Green The values match the column format or they fulfill all rule statements.

The quality indicators can be found at the following locations:

  • From the dataset list:
    A dataset named 'customers' displays a quality bar with 1.8% of empty values.

    The quality of your datasets is displayed in the form of a quality bar. Hover over a color to display the quality statistics of the dataset. The percentage, and exact number of values, that are invalid, empty, or valid in the sample is displayed.
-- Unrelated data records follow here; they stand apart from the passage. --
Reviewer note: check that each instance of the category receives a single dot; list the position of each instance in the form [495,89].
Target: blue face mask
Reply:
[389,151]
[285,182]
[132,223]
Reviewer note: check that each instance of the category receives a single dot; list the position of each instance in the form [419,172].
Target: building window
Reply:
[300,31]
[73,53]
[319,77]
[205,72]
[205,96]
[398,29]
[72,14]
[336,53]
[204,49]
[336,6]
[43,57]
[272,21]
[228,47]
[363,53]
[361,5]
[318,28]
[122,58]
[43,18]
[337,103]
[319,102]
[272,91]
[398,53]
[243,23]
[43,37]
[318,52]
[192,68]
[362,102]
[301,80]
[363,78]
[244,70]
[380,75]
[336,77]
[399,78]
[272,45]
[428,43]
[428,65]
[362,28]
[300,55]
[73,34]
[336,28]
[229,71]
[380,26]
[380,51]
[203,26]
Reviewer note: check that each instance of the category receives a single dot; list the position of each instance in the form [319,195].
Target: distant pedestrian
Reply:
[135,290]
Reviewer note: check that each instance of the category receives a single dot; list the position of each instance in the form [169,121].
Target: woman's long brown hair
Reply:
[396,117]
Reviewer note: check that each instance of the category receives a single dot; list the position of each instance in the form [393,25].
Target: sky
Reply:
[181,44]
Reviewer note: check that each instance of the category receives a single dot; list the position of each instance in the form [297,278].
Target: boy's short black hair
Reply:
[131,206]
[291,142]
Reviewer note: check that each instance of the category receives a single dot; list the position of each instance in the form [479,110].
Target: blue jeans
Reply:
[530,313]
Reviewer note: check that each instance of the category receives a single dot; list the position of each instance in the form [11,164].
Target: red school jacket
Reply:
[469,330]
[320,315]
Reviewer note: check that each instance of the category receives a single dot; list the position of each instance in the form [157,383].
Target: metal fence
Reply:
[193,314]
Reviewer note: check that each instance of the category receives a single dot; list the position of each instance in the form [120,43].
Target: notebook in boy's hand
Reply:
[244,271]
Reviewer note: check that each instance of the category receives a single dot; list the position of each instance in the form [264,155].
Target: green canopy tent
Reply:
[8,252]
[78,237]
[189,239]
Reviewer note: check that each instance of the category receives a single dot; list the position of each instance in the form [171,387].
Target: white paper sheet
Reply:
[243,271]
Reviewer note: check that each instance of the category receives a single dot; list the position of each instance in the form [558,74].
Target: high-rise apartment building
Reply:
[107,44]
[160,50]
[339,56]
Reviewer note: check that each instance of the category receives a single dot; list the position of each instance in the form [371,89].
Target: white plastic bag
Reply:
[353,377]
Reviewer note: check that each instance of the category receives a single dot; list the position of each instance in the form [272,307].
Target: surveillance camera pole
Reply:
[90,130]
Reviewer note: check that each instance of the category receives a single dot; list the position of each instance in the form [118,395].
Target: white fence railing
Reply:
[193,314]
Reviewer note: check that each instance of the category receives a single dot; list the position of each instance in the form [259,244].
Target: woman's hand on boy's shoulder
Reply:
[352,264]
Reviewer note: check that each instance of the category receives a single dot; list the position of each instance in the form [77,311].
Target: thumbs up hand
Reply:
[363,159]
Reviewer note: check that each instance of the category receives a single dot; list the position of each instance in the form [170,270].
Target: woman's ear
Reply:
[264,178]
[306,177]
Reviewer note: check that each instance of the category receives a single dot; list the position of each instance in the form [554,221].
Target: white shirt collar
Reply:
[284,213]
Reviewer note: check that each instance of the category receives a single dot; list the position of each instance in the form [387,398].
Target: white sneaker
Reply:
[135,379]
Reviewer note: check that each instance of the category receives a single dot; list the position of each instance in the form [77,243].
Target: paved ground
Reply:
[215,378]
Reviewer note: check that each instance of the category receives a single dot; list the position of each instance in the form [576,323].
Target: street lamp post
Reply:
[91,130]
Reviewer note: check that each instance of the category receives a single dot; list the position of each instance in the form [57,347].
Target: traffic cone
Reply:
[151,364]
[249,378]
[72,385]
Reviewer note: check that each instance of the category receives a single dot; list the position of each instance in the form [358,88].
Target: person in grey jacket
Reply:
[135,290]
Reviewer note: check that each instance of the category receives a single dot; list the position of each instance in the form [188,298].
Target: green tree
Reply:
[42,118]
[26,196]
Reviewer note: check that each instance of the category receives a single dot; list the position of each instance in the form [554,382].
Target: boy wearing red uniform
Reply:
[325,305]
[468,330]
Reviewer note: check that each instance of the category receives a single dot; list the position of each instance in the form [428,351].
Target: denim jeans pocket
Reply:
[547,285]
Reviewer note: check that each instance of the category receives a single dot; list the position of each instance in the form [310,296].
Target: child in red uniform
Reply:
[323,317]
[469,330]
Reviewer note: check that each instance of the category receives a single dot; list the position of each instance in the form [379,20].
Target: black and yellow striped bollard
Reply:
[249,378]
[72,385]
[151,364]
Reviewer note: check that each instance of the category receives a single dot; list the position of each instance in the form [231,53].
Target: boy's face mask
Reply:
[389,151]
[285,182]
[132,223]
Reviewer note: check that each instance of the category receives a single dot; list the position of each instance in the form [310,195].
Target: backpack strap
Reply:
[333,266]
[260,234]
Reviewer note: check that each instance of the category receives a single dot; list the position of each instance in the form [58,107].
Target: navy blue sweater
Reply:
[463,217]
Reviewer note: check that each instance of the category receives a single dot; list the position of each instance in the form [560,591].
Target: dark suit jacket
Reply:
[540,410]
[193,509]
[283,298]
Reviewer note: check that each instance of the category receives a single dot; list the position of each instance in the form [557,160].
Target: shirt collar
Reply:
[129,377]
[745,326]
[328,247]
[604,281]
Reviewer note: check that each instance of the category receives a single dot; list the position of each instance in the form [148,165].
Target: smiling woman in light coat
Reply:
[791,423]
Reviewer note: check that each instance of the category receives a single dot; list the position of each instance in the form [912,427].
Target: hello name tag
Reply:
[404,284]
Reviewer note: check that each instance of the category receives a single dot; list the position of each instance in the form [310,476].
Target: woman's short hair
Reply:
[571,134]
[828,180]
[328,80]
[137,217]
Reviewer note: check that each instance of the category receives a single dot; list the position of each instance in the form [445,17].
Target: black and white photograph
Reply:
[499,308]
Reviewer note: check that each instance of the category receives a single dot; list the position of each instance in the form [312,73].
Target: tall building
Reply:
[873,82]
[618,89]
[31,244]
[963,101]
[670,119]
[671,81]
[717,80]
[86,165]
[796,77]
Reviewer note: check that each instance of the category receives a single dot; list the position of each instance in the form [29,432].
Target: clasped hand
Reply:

  • From the dataset overview:
    In the Data quality tile of the dataset overview, you will find bar charts showing the exact percentage and number of empty, valid, and invalid values across the dataset sample. Each category is displayed in a dedicated chart.
    Data quality tile showing 1.1% of invalid values, 1.8% of empty values and 97.1% of valid values.

    When the sample refresh fails, an error message is displayed in the tile. For more information, see Issues on the sample refresh.

    In the Data quality rules tile of the dataset overview, the compliance bar shows the exact percentage and number of invalid, non-applicable, and valid values across the dataset sample.
    Data quality rules tile showing two rules with compliance bars.

    If the warning Warning icon or error Error icon icons are displayed next to the rule name, see Issues in the Data quality rules tile or the dataset header.

  • From the dataset sample header:
    Dataset sample header showing 1.1% of invalid values, 1.8% of empty values and 97.1% of valid values.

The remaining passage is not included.